The chapter on the biology of wind is the best discussion of the early findings of organic compounds, and even intact viruses, bacteria and fungi in the mesosphere one hundred miles above earth. It is especially interesting, and leads logically to the panspermia hypothesis of the origin of life that Watson clearly endorsed. This posits that life began somewhere in vast interstellar or even intergalactic space, rather than in the earthbound primordial soup that most evolutionary biologists propose as the necessary milieu for life to begin. The panspermia hypothesis has been criticized, but had its advocates including the late Fred Hoyle and Stephen Hawking, and is still very much alive (pardon the pun) in some scientific circles.

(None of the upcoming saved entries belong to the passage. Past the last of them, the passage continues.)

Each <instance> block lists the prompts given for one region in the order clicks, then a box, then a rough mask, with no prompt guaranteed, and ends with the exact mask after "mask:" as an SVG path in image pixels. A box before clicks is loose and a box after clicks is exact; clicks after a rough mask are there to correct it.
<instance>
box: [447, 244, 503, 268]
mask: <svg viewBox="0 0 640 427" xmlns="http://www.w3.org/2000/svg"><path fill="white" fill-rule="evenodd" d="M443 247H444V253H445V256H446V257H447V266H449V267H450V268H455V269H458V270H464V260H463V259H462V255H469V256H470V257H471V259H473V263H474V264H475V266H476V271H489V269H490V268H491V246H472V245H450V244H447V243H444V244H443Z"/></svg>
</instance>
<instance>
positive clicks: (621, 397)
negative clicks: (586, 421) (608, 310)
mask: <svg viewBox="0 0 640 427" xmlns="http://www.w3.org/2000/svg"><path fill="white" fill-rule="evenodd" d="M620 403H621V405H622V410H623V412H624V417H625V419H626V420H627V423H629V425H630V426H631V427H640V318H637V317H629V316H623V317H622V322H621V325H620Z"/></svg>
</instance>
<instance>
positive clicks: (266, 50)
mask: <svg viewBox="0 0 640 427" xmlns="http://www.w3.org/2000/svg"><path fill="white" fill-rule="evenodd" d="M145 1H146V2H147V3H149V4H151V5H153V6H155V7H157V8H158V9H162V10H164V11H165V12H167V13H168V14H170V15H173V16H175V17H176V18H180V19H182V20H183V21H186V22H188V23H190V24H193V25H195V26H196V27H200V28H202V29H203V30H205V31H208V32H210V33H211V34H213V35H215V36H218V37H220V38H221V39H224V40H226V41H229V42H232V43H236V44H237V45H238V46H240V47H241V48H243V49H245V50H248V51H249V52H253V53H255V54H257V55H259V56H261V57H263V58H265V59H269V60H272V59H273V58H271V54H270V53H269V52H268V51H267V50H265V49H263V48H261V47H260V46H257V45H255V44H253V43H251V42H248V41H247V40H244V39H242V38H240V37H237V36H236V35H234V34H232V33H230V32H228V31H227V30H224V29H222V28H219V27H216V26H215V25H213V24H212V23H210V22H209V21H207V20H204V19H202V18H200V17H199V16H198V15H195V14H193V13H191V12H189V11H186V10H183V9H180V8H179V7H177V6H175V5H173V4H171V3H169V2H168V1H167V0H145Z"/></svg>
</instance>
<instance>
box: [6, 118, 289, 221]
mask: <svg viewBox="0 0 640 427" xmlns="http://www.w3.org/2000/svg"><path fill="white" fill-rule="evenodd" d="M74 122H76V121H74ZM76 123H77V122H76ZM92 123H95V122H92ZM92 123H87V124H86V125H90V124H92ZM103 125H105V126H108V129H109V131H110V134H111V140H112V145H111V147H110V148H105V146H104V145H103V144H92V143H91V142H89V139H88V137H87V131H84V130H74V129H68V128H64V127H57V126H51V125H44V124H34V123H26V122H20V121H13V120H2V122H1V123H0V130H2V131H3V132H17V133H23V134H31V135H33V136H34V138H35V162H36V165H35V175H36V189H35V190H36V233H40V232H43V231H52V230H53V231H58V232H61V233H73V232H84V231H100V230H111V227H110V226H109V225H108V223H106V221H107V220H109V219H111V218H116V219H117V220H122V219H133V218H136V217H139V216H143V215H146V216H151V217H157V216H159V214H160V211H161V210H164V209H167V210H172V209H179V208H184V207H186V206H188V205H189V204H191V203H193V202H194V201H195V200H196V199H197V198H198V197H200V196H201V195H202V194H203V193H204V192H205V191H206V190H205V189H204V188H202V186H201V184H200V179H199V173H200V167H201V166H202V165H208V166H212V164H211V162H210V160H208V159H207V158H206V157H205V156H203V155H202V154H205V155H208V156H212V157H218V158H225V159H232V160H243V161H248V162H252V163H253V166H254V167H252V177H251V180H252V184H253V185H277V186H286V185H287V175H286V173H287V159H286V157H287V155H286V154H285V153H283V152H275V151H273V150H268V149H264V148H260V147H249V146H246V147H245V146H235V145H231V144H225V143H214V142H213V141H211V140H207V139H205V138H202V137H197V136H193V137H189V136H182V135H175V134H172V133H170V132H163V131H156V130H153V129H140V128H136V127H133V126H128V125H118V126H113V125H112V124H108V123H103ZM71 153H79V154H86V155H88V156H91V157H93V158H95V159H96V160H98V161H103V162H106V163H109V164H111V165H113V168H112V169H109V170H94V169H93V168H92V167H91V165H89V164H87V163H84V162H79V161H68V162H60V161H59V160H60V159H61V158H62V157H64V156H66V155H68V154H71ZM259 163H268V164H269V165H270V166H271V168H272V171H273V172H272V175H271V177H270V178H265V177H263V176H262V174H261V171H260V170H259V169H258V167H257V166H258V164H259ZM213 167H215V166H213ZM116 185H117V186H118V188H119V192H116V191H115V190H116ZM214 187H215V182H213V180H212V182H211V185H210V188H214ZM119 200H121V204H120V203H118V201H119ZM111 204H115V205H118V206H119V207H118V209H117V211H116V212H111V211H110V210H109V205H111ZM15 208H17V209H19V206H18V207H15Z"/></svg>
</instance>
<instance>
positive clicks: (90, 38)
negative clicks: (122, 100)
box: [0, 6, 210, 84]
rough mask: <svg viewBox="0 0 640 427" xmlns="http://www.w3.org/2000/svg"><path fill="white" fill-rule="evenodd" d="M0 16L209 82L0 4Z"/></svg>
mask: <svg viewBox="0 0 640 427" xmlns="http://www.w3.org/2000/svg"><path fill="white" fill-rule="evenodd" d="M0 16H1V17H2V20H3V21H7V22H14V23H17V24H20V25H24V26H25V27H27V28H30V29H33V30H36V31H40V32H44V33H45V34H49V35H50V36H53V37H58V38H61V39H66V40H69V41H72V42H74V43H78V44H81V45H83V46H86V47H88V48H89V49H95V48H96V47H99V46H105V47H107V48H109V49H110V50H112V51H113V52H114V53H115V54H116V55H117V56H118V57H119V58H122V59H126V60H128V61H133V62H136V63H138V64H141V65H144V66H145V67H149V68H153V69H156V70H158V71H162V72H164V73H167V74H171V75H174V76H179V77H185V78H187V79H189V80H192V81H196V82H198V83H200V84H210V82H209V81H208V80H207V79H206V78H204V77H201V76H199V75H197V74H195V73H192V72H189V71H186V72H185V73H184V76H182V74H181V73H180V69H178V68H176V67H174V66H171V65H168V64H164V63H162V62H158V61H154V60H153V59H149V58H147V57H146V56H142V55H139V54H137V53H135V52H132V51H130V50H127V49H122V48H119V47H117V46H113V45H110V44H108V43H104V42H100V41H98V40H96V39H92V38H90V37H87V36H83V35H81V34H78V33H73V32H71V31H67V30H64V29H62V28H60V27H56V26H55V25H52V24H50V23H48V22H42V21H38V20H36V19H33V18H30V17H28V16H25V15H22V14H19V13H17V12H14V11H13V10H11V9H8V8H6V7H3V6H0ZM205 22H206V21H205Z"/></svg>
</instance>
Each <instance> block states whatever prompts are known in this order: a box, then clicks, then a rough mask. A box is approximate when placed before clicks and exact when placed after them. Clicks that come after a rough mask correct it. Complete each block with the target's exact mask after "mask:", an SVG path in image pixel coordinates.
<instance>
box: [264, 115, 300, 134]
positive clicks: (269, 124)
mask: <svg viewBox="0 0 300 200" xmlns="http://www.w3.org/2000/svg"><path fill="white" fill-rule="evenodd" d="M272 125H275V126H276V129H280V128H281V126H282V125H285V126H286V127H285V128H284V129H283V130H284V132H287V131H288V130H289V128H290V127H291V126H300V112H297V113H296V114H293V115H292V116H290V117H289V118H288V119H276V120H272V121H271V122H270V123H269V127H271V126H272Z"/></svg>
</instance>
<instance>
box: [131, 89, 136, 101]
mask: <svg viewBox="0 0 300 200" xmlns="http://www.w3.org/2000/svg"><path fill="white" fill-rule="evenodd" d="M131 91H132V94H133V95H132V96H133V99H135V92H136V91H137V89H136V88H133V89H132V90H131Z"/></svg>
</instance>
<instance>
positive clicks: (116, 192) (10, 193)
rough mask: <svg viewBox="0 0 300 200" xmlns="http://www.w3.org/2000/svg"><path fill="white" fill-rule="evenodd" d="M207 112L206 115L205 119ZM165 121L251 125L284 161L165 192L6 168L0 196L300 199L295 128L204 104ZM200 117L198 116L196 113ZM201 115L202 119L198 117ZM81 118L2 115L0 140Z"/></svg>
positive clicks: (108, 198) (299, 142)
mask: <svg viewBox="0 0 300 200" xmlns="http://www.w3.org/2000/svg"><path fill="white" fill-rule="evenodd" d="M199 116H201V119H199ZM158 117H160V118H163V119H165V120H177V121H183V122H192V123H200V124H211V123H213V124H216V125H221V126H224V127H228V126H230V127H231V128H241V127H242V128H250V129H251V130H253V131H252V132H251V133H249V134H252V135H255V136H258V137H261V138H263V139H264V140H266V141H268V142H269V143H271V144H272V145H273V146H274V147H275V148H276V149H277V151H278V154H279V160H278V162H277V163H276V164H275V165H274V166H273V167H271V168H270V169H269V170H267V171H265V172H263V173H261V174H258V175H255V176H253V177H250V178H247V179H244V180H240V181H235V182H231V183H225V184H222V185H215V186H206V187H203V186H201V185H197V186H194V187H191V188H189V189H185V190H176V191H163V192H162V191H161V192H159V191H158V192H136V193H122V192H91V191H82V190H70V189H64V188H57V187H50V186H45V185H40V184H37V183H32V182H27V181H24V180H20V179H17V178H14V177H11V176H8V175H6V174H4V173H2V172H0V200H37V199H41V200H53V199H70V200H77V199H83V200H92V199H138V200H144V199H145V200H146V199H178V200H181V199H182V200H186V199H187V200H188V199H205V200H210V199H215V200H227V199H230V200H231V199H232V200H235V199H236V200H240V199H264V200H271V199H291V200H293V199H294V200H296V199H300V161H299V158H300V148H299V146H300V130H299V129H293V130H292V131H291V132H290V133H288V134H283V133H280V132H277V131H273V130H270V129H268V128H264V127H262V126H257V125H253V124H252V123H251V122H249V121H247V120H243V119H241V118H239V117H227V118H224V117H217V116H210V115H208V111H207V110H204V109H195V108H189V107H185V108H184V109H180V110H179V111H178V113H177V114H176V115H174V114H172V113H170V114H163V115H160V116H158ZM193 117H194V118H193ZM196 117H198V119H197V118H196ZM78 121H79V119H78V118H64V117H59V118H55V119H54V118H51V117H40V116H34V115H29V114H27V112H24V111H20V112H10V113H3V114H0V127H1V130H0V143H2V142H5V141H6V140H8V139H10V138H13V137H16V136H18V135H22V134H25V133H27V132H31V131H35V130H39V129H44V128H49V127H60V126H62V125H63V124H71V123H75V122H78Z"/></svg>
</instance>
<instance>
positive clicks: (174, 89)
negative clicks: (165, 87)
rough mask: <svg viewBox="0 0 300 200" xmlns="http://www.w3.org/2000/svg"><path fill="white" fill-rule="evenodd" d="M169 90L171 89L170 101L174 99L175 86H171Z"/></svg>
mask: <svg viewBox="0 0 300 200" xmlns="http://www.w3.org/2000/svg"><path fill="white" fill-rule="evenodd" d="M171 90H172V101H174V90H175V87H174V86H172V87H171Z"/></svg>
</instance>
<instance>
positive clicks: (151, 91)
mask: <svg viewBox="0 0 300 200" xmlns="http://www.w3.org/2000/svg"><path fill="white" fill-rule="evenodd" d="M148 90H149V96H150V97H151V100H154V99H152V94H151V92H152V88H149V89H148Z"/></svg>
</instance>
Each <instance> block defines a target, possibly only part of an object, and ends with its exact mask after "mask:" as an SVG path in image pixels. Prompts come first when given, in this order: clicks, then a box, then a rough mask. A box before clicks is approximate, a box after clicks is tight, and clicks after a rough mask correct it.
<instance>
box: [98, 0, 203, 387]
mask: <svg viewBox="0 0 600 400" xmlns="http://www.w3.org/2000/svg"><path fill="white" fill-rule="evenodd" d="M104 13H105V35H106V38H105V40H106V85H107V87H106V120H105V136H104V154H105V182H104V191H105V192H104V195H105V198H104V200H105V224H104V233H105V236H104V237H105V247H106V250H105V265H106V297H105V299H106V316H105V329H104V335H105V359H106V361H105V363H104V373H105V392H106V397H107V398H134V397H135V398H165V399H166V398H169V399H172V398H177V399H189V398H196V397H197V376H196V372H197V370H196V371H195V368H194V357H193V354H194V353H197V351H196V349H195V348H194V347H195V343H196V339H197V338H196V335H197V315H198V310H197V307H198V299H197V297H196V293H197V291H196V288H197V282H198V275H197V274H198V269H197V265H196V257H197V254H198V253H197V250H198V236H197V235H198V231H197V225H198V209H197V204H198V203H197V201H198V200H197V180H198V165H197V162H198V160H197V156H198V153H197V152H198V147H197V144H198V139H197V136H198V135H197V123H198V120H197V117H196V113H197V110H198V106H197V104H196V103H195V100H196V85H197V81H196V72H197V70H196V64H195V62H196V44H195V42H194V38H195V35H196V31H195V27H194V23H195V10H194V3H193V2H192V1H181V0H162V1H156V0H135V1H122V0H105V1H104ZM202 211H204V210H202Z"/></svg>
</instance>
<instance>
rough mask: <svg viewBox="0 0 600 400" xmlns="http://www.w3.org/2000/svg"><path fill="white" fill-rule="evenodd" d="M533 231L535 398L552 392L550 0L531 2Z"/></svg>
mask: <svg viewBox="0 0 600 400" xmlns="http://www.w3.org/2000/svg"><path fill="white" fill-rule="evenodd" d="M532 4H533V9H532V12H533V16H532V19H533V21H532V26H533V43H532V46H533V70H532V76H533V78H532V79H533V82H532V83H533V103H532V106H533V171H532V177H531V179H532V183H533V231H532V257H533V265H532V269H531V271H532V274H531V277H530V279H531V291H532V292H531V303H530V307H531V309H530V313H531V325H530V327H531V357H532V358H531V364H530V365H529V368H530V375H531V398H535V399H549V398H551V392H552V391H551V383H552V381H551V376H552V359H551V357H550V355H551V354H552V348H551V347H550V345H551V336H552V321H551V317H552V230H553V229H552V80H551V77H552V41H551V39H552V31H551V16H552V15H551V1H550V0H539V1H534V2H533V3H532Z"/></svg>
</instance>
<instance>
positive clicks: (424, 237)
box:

When Watson swerves into the psychology of wind and claims to document very dramatic effects of ordinary winds on human physical and mental heath, the science does not stand up to even cursory examination, and correlation is confused with causation. And the Philosophy of Wind chapter becomes a tedious delineation of the names and attributes of winds from writers and philosophers from many generations and cultures- very esoteric but tiresome.
The list of 400 names, for winds in many languages from around the world is a useful guide and a testament to the breath of knowledge of the author.
There must be many more modern treatises on wind in the academic literature of atmospheric scientists, but there are probably none that integrate the science with the human experience as thoroughly as in this book. I have mixed feelings about recommending it, but certainly learned a lot by reading it.